Now, our scope has expanded dramatically. We offer general pediatrics, primary care, sports medicine, urgent care and other specialty services. We’re a solution for healthy children, too.

HCB News: What are the biggest differences between your current role and your previous role with OhioHealth?
RL: Many people don’t realize the complexities of working in pediatrics. We don’t just treat the child — we truly care for the whole family.

At Phoenix Children’s, we are deeply connected to our mission to provide hope, healing and the best healthcare for children and their families. We are privileged to do what we are doing. That spirit was alive and well at SSM Health, as well.

OhioHealth’s strategy team was more entrepreneurial in nature. There were other departments that focused on filling gaps in the delivery system, but our role as business strategists was to build and grow lines of business.

My current role at Phoenix Children’s is a blend of the sense of privilege and responsibility we felt at SSM, and the entrepreneurial spirit of OhioHealth.

HCB News: What has the experience and response to COVID-19 been like at Phoenix Children’s?
RL: The last two years of the pandemic have represented some of the most difficult in Phoenix Children’s history. The abrupt suspension of elective procedures, a dramatic drop in patient volumes, a system-wide shift to telehealth and a litany of other operational and financial considerations have challenged our health system in countless ways.

Despite the hardships of the pandemic, I am so proud of what Phoenix Children’s has accomplished. Perhaps our biggest success is our continued focus on our strategic goals, including physical expansion across greater Phoenix.

As Maricopa County continues to grow at record-breaking speed, so does our population of children and families — and so do the demands for healthcare. In our sprawling metropolis, we are focused on expanding our sites of service to bring care closer to home for Arizona families. This work never slowed during the pandemic.

In the last year alone, we announced five major expansion projects totaling more than $200 million, including a new hospital, free-standing emergency department, multispecialty clinics and sports medicine clinics. We have also continued work on a new hospital and Women and Children’s Pavilion in greater Phoenix’s East Valley region, which will open next year in partnership with Dignity Health.
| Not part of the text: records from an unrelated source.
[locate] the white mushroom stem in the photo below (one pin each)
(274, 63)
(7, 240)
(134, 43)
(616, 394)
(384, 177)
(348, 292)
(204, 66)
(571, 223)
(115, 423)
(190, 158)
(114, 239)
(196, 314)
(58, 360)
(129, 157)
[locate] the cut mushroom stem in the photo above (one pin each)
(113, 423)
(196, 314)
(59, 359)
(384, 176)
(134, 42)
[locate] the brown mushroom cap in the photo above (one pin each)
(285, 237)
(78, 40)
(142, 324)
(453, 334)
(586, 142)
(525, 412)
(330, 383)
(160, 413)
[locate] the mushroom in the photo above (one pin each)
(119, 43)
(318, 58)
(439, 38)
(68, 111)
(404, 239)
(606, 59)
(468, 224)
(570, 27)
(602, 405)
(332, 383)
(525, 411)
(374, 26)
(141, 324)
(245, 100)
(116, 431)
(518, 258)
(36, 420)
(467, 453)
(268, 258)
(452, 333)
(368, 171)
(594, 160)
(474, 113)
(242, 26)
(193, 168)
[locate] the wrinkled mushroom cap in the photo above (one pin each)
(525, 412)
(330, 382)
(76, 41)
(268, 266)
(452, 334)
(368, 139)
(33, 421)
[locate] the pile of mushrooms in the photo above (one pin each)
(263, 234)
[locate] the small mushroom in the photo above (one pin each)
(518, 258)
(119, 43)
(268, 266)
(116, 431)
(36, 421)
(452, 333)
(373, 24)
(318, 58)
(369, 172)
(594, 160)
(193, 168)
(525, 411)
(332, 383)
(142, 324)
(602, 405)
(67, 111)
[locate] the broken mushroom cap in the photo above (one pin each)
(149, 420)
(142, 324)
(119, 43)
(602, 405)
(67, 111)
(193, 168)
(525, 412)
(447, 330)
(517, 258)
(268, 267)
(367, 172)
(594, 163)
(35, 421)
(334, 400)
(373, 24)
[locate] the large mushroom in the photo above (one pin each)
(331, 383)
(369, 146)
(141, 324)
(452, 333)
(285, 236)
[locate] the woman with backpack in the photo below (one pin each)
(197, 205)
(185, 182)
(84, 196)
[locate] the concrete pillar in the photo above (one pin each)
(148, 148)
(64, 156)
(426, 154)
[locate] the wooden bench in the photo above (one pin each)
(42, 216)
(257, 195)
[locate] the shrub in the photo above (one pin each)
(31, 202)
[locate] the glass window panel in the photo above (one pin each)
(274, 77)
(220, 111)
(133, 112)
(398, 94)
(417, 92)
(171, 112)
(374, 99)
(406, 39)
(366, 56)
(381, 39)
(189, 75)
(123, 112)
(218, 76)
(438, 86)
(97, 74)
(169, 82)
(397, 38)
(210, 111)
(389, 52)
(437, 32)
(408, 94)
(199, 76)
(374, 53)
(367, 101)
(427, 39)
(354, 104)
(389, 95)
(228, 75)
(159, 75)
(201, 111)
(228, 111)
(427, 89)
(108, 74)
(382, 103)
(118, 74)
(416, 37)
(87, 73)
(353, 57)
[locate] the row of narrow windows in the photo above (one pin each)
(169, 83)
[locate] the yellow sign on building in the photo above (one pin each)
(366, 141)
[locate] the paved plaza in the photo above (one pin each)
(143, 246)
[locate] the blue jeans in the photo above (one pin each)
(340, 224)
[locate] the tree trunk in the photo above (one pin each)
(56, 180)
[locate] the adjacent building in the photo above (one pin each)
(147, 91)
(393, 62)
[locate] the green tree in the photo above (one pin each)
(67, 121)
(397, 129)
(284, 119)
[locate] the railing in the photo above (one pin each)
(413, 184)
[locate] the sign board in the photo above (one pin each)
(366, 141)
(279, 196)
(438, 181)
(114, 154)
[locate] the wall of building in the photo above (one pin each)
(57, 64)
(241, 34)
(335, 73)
Ultimately, our goal is to improve access to high-quality pediatric care for families in every corner of the state.

HCB News: Do you see the pandemic altering care delivery in any fundamental, long-term ways?
RL: A bright spot of the pandemic was the healthcare industry’s willingness to fund and deploy virtual care delivery. We knew telehealth was critical to providing access to care during the pandemic, but it’s clear this model is here to stay, and the benefits go well beyond what we anticipated. It’s now a core part of Phoenix Children’s healthcare delivery. This is especially meaningful for families in rural communities, where it can be challenging to stand up new programs. They can now more easily seek they care they need, from the comfort of their own home.

Virtual care is proving to be transformative for mental and behavioral health, as well. The pandemic has exacerbated the mental health emergency among children and teens, yet the nation is grappling with a critical shortage of pediatric mental health providers. The virtual model will help us close the gaps in care and may prove superior to the traditional model in many other ways, too. For example, last year we noted a 30% reduction in the no-show rate when we moved behavioral health visits from in-person to online.